# taz.de -- Drastische Zinserhöhung in der Türkei: Kampf dem Kursverfall
       
       > Befreiungsschlag der türkischen Notenbank: Um die Entwertung der Lira zu
       > bremsen, erhöht die Bank die Zinsen. Die Märkte reagieren positiv.
       
 (IMG) Bild: Aufatmen in Istanbuls Finanzdistrikt: Prompt ist der Wert der Lira um zehn Prozent gestiegen.
       
       ISTANBUL rtr | Mit einer drastischen Zinserhöhung stemmt sich die türkische
       Notenbank gegen den Kursverfall der heimischen Währung Lira. Gegen den
       erklärten Widerstand von Regierungschef Recep Tayyip Erdogan hob sie den
       Leitzins am späten Dienstagabend überraschend deutlich von 4,5 auf 10,0
       Prozent an. Damit soll der Abfluss an ausländischem Kapital gestoppt
       werden, der die Lira auf ein Rekordtief zum Dollar gedrückt hatte.
       
       Die Märkte reagierten weltweit positiv auf die Entscheidung. In Asien
       legten die Börsen zu, der Dax in Frankfurt sowie der EuroStoxx50 starteten
       ebenfalls fester in den Handel. Durch den Zinsschritt in der Türkei seien
       die Sorgen um die Folgen einer Drosselung der Dollarflut für die
       Schwellenländer etwas in den Hintergrund gedrängt worden, sagte ein
       Händler. Der Wert der türkischen Lira stieg im Vergleich zum Wochenbeginn
       um rund zehn Prozent auf. Ein Dollar kostete 2,1680 Lira. Am Montag mussten
       noch 2,39 Lira bezahlt werden.
       
       Die Währungshüter um ihren Chef Erdem Basci setzten ihren Willen gegen
       erheblichen politischen Widerstand durch. „Ich bin gegen eine
       Zinserhöhung“, hatte Ministerpräsident Erdogan noch kurz vor der
       Krisensitzung der Zentralbank gesagt.
       
       Auch Medien übten Druck aus. „Bleibt standfest, hebt nicht an“, appellierte
       die regierungsnahe Zeitung Yeni Safak auf ihrer Titelseite an die
       Zentralbanker. Sie wirft der „Zinslobby in New York und London“ vor, die
       Lira nach unten geprügelt zu haben und damit die Zentralbank zu erpressen.

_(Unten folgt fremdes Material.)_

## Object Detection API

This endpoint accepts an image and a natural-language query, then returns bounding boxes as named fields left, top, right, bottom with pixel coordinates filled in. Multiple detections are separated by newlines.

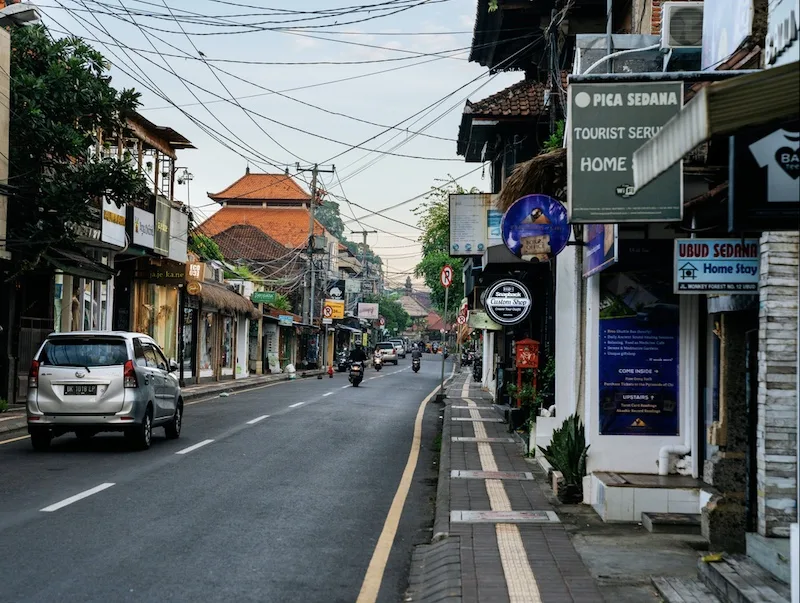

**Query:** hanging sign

left=483, top=279, right=531, bottom=325
left=250, top=291, right=278, bottom=304
left=583, top=224, right=619, bottom=277
left=439, top=266, right=453, bottom=289
left=675, top=239, right=761, bottom=295
left=567, top=82, right=683, bottom=224
left=322, top=299, right=344, bottom=319
left=500, top=195, right=570, bottom=262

       Erdogan räumte aber auch ein: „Ich habe nicht die Befugnis, mich bei der
       Zentralbank einzumischen“, sagte er. Sie sei „für alles verantwortlich, was
       nun entstehen könnte“.
       
       ## Zinsanstieg ist ein „zweischneidiges Schwert“
       
       Die höheren Zinsen machen es für ausländische Geldgeber attraktiver, ihr
       Geld in der Türkei anzulegen. Das wiederum stärkt die Lira. Bei einer
       schwachen Währung droht eine höhere Inflation, weil die Türkei viele
       Rohstoffe und Waren importieren muss.
       
       Allerdings machen höhere Zinsen Kredite teurer, was Investition und Konsum
       und damit auch den Aufschwung bremsen kann. „Der extreme Zinsanstieg ist
       ein zweischneidiges Schwert“, sagte der Ökonom Nicholas Spiro vom
       Anlageberater Spiro Sovereign Strategy, das sich auf Staatsanleihen
       spezialisiert hat. „Es ist mehr als fraglich, ob die türkische Notenbank
       diese aggressive Geldpolitik angesichts der schwächeren Konjunktur und
       zweier wichtiger Wahlen in diesem Jahr fortsetzen kann.“
       
       Seit Erdogans Machtübernahme 2002 hat die Türkei einen beachtlichen
       wirtschaftlichen Aufstieg hingelegt. Sein autoritärer Führungsstil wird
       aber zunehmend kritisiert. Zudem wird Mitgliedern seiner Regierung
       Korruption vorgeworfen.
       
       Das alles hat ebenfalls bei ausländischen Investoren zu einem
       Vertrauensverlust geführt. Zur Finanzierung ihres Wirtschaftswachstums ist
       die Türkei, die mehr importiert als exportiert, stark von ausländischem
       Kapital abhängig.
       
       Die Zentralbank versucht mit ihrem aggressiven Schritt auch, Zweifel an
       ihrer Unabgängigkeit zu zerstreuen. Der Satz, zu dem sich die Banken über
       Nacht Geld bei ihr leihen können, wurde ebenfalls angehoben – und zwar von
       7,75 auf 12,0 Prozent. Experten hatten mit lediglich 10 Prozent gerechnet.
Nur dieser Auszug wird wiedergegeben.